Although I am not a friend of Facebook they have produced something really useful with their fastText algorithm. Regarding language detection fastText provides a really convincing super-fast and reliable method to guess the main language used in text pieces. It supports Python environments and allows the analysis of a huge amount of text files even on a PC.

Walking a directory tree with Python to eliminate unwanted files

Recently I got an a enormous amount of text and related image files of scanned texts (around 210.000). The whole dataset had a size around 25 GB. The text data should be analyzed with some machine learning [ML] algorithms. One of the first things to do in such a situation is to get rid of the jpg-files. Such files consume most of the disk space.

In may case I also got the data from a Mac machine. Hidden “._”-files were created on the Mac when the original data were downloaded from the Internet. These files control Mac security operations. I had to eliminate these files, too.

Due to the doubling of files and additional “.”-files the total number of files was around 830.000. The number of files really required was much smaller. To eliminate text files, which one does not need is an exercise which is often required in a Machine Learning context for text files.

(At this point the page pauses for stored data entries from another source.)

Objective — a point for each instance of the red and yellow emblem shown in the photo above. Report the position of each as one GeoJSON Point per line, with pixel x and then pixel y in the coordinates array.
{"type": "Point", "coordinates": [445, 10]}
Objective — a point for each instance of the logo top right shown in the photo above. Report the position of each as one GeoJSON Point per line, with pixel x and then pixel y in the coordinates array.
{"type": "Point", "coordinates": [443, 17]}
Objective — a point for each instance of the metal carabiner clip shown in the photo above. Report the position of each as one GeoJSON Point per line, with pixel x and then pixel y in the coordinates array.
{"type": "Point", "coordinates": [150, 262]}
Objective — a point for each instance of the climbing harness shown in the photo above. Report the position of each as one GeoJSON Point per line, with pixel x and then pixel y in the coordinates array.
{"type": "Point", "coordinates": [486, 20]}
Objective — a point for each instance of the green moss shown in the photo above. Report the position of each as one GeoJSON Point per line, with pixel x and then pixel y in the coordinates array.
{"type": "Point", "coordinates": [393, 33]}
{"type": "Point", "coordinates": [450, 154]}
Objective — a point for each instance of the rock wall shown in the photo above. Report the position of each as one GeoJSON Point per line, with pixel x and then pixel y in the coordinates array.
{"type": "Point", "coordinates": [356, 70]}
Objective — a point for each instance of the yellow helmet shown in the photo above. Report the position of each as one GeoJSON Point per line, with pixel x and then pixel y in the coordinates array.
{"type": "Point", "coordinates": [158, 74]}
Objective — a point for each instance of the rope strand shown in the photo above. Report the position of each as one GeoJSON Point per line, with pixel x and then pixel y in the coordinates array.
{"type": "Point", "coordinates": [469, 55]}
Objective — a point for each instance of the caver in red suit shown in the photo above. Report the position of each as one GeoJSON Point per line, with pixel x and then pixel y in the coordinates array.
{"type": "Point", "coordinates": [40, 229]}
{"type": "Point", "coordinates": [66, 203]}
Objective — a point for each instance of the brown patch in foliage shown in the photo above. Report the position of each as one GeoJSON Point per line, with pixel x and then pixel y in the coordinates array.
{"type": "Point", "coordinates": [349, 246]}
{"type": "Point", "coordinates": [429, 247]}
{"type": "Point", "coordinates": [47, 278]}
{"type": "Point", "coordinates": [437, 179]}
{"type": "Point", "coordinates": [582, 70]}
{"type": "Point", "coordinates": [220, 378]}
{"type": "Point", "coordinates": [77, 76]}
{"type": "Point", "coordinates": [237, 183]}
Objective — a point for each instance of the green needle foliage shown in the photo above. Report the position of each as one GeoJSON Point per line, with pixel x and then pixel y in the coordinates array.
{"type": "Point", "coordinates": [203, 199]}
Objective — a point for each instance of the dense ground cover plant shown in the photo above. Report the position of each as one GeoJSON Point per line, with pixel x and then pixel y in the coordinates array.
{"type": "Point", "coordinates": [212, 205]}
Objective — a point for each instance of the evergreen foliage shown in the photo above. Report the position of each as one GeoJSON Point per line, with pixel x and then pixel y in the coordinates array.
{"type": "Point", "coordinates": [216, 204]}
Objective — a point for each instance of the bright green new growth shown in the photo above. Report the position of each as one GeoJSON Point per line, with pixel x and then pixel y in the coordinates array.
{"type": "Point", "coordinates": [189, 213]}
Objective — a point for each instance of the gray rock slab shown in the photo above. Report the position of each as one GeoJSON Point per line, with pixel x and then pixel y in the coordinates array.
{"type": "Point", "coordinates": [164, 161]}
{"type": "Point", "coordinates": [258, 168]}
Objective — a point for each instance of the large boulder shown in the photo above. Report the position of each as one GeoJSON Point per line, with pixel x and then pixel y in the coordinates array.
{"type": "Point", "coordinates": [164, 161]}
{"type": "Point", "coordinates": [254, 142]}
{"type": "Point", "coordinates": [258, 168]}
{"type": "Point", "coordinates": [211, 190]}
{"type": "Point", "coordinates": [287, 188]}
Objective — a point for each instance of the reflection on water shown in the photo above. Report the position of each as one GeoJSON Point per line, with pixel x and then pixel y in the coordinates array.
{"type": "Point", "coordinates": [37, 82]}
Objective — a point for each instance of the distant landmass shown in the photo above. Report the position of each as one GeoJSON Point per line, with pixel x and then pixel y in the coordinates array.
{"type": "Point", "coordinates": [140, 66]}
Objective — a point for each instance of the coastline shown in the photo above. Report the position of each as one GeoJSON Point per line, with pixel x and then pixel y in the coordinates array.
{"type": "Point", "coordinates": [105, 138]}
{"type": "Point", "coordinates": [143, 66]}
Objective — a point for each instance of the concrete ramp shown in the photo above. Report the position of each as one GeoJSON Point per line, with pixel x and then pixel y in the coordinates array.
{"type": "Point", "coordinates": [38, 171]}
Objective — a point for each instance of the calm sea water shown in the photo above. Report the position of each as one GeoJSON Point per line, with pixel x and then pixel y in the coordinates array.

In such a situation the function “os.walk()” in a Python environment.

os.walk

os.walk() allows us to walk recursively through a directory tree. We get a tupel back containing

  1. the path to the present directory,
  2. a list of all sub-directories,
  3. a list of all files (by their names) in the directory.

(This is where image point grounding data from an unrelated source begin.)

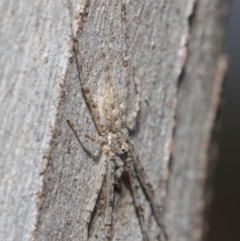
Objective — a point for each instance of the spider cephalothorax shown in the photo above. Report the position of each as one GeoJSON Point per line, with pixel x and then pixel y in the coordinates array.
{"type": "Point", "coordinates": [115, 149]}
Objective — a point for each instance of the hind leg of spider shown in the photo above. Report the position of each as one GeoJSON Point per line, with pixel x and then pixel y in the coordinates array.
{"type": "Point", "coordinates": [97, 187]}
{"type": "Point", "coordinates": [85, 89]}
{"type": "Point", "coordinates": [90, 145]}
{"type": "Point", "coordinates": [136, 198]}
{"type": "Point", "coordinates": [109, 199]}
{"type": "Point", "coordinates": [148, 190]}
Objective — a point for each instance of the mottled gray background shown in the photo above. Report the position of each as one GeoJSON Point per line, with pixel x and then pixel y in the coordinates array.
{"type": "Point", "coordinates": [225, 212]}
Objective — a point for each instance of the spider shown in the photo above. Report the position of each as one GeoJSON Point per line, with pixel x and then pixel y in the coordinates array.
{"type": "Point", "coordinates": [117, 151]}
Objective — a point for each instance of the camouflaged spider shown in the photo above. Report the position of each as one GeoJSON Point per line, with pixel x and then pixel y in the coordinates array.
{"type": "Point", "coordinates": [117, 152]}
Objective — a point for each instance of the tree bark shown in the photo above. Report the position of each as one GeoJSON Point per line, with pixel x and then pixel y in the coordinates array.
{"type": "Point", "coordinates": [176, 48]}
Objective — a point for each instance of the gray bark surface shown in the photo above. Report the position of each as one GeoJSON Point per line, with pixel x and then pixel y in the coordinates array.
{"type": "Point", "coordinates": [46, 177]}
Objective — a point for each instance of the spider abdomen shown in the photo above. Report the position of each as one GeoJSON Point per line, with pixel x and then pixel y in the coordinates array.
{"type": "Point", "coordinates": [112, 109]}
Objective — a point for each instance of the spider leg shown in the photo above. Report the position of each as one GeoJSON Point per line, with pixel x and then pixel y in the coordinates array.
{"type": "Point", "coordinates": [109, 78]}
{"type": "Point", "coordinates": [90, 145]}
{"type": "Point", "coordinates": [97, 187]}
{"type": "Point", "coordinates": [131, 121]}
{"type": "Point", "coordinates": [147, 188]}
{"type": "Point", "coordinates": [109, 199]}
{"type": "Point", "coordinates": [85, 90]}
{"type": "Point", "coordinates": [120, 167]}
{"type": "Point", "coordinates": [136, 198]}
{"type": "Point", "coordinates": [125, 71]}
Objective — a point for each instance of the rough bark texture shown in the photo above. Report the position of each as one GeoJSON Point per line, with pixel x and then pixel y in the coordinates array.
{"type": "Point", "coordinates": [46, 176]}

For typical applications this is enough information to perform analysis and file operations within the directories.

Application

In my case the usage was very simple. In a Jupyter cell the following code helped:

import os
import time

dir_path = "/py/projects/CA22/catch22/"

# use os.walk to recursively run through the directory tree
v_start_time = time.perf_counter()

for (dirname, subdirs, filesdir) in os.walk(dir_path): 
    print('[' + dirname + ']')
    for filename in filesdir:
        filepath = os.path.join(dirname, filename) 
        #print(filepath)
        if filename.endswith('.jpg') or filename.endswith('.db') or filename.endswith('-GS.txt'):
            os.remove(filepath) 
            
# extra loop as there are hidden "."-files also for ".jpg"-files      
for (dirname, subdirs, filesdir) in os.walk(dir_path): 
    print('[' + dirname + ']')
    for filename in filesdir:
        filepath = os.path.join(dirname, filename) 
        #print(filepath)
        if filename.startswith('._'):
            os.remove(filepath) 

v_end_time = time.perf_counter()
print("Total CPU time ", v_end_time - v_start_time)

If you do not print out file-paths this should be a matter of seconds only, on a SSD below a second.

Counting the remaining files

We can also use os.walk() to count the number of remaining files:

n = 0 
v_start_time = time.perf_counter()
for (dirname, subdirs, filesdir) in os.walk(dir_path): 
    print('[' + dirname + ']')
    n += len(filesdir)
v_end_time = time.perf_counter()
print('Number of files = ', n )
print("Total CPU time ", v_end_time - v_start_time)

On a Linux system you could also use

mytux:~ # find /py/projects/CA22/catch22/ -type f | wc -l
208123

Thus I could bring down the total size to 780 MB and the number of txt-files to be processed down to around 208.000.